Monday, May 3, 2010

Surveying the Hill

A portion of Dr. Walter B. Hill, Jr.'s voluminous library was donated to the Sylvia Gaither Garrison Library. Dr. Walter B. Hill, Jr. was a commissioner of the Maryland Commission on African American History and Culture; the Senior Archivist in Afro-American History at the National Archivies and Record Administration in College Park, Maryland; a member of the Executive Council of the Association for the Study of African American Life and History; the Chief Historian for the African American Civil War Memorial; and the director of the Modern Archives Institute. He authored: Federal Records Relating to Civil Rights in the Post World War II Era and edited: The Book of Names.

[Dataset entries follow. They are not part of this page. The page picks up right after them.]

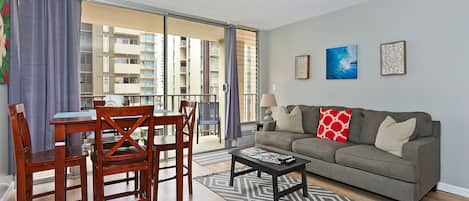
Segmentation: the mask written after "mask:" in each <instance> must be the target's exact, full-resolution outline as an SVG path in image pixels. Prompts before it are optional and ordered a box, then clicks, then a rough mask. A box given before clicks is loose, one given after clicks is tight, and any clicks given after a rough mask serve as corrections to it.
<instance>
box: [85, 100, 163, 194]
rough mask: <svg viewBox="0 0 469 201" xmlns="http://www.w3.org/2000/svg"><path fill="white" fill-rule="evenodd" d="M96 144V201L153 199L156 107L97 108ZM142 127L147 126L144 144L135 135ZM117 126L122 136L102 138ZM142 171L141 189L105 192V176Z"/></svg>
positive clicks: (139, 173) (121, 135)
mask: <svg viewBox="0 0 469 201" xmlns="http://www.w3.org/2000/svg"><path fill="white" fill-rule="evenodd" d="M96 114H97V118H96V119H97V121H96V131H95V133H96V142H95V143H96V144H95V146H94V148H93V150H92V154H91V158H92V161H93V184H94V198H95V200H99V201H101V200H109V199H115V198H119V197H124V196H130V195H137V196H139V197H140V200H145V201H149V200H151V181H152V180H151V179H152V174H151V173H152V165H153V146H151V145H153V137H154V130H153V129H150V128H154V118H153V106H132V107H96ZM139 127H148V132H147V133H146V135H145V136H144V139H145V140H142V142H143V143H139V142H138V141H139V140H136V139H134V138H133V137H132V134H133V133H134V132H135V130H136V129H137V128H139ZM108 129H115V130H116V131H117V132H118V133H119V135H120V136H119V138H118V140H116V141H115V142H112V143H106V142H104V141H103V137H102V135H101V134H102V132H103V131H106V130H108ZM136 171H138V172H139V176H140V184H139V188H138V189H135V190H133V191H127V192H122V193H116V194H113V195H107V196H105V195H104V185H105V183H104V177H105V176H109V175H115V174H121V173H126V172H136Z"/></svg>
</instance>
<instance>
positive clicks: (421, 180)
mask: <svg viewBox="0 0 469 201" xmlns="http://www.w3.org/2000/svg"><path fill="white" fill-rule="evenodd" d="M402 158H403V159H405V160H409V161H411V162H412V163H414V165H415V168H416V170H415V171H416V174H417V179H418V183H419V189H418V190H419V192H420V193H426V192H428V191H429V190H430V189H431V188H433V187H434V186H435V185H436V184H437V183H438V181H439V180H440V138H437V137H424V138H418V139H416V140H413V141H410V142H407V143H405V144H404V146H403V148H402Z"/></svg>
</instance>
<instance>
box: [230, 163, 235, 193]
mask: <svg viewBox="0 0 469 201" xmlns="http://www.w3.org/2000/svg"><path fill="white" fill-rule="evenodd" d="M235 163H236V160H235V156H231V171H230V172H231V173H230V186H233V182H234V168H235Z"/></svg>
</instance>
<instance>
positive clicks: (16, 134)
mask: <svg viewBox="0 0 469 201" xmlns="http://www.w3.org/2000/svg"><path fill="white" fill-rule="evenodd" d="M8 109H9V112H10V121H11V128H12V131H13V132H12V134H13V143H14V146H15V158H16V167H17V171H18V172H19V169H22V168H24V167H25V166H26V165H27V164H28V163H30V162H31V155H32V147H31V136H30V134H29V126H28V121H27V120H26V113H25V111H24V104H11V105H9V106H8Z"/></svg>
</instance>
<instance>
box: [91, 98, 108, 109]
mask: <svg viewBox="0 0 469 201" xmlns="http://www.w3.org/2000/svg"><path fill="white" fill-rule="evenodd" d="M105 105H106V101H105V100H93V107H94V108H96V107H97V106H105Z"/></svg>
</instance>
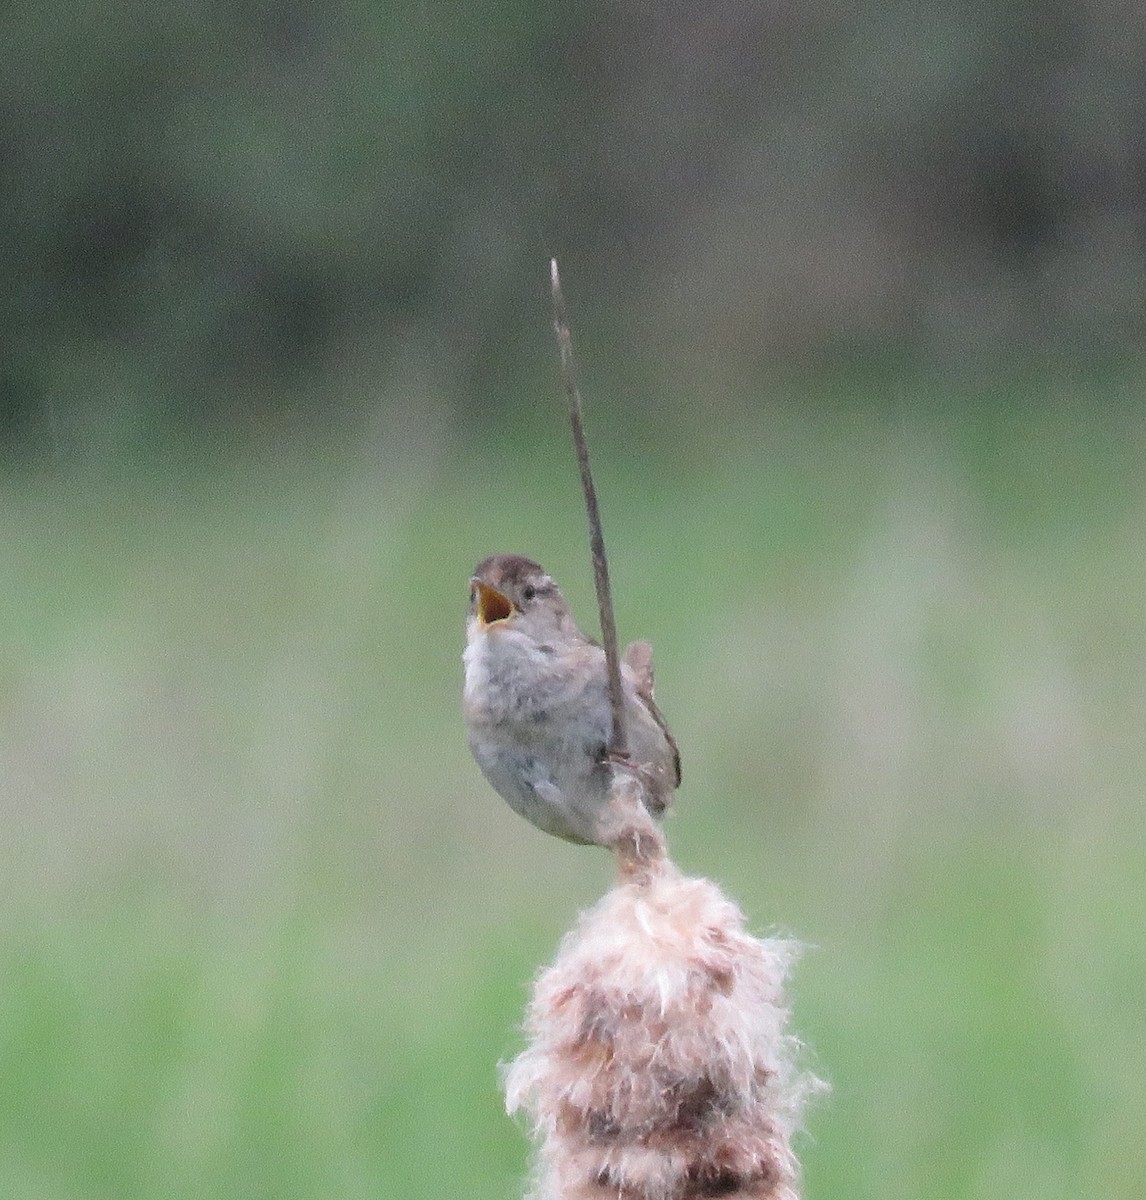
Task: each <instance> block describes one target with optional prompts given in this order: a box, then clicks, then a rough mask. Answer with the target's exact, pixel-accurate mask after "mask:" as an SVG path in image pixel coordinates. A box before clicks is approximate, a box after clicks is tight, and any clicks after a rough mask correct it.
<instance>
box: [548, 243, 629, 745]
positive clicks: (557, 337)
mask: <svg viewBox="0 0 1146 1200" xmlns="http://www.w3.org/2000/svg"><path fill="white" fill-rule="evenodd" d="M550 280H551V283H552V288H553V331H554V332H556V334H557V347H558V349H559V350H560V355H562V379H563V380H564V384H565V396H566V398H568V401H569V422H570V425H571V426H572V434H574V446H575V448H576V451H577V467H578V468H580V470H581V490H582V491H583V492H584V508H586V514H587V515H588V518H589V548H590V551H592V553H593V580H594V583H595V584H596V607H598V611H599V612H600V617H601V642H602V643H604V646H605V665H606V670H607V671H608V698H610V704H611V707H612V712H613V732H612V737H611V738H610V742H608V752H610V754H611V755H613V756H616V757H618V758H624V757H626V756H628V752H629V742H628V738H626V736H625V707H624V692H623V691H622V686H620V658H619V655H618V653H617V622H616V619H614V618H613V594H612V589H611V588H610V586H608V558H607V557H606V556H605V538H604V535H602V533H601V512H600V509H599V508H598V503H596V488H595V487H594V486H593V472H592V470H590V469H589V446H588V444H587V443H586V438H584V422H583V421H582V419H581V391H580V389H578V388H577V370H576V364H575V361H574V353H572V336H571V335H570V332H569V318H568V316H566V313H565V298H564V296H563V295H562V281H560V276H559V275H558V274H557V259H556V258H551V259H550Z"/></svg>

The Walter Hill Collection consists of approximately 500 books and serials. The collection is eclectic and diasporic, containing information concerning people of African descent who live in Africa, the Carribean, Britain, and Latin America. The bulk of the collection, however, focuses on African American history and culuture.

Some of the items in the collection have high historic value for the library: The Papers of Martin Luther King, Jr., The Book of Names, which includes Robert Jones, an African American who fought in the Civil War whose historic papers the library owns, Federal Records Relating to Civil Rights in the Post-World War II Era, a book signed by Dr. Hill, David Levering Lewis' Pulitzer Prize winning work: W.E.B. Dubois, 1868-1919: Biography of a Race, Shades of Freedom, which was signed by A. Leon Higginbotham, Jr., From Slavery to Freedom, signed by the legendary John Hope Franklin, and Dreams of My Father: A Story of Race and Inheritance, President Barack Obama's first book.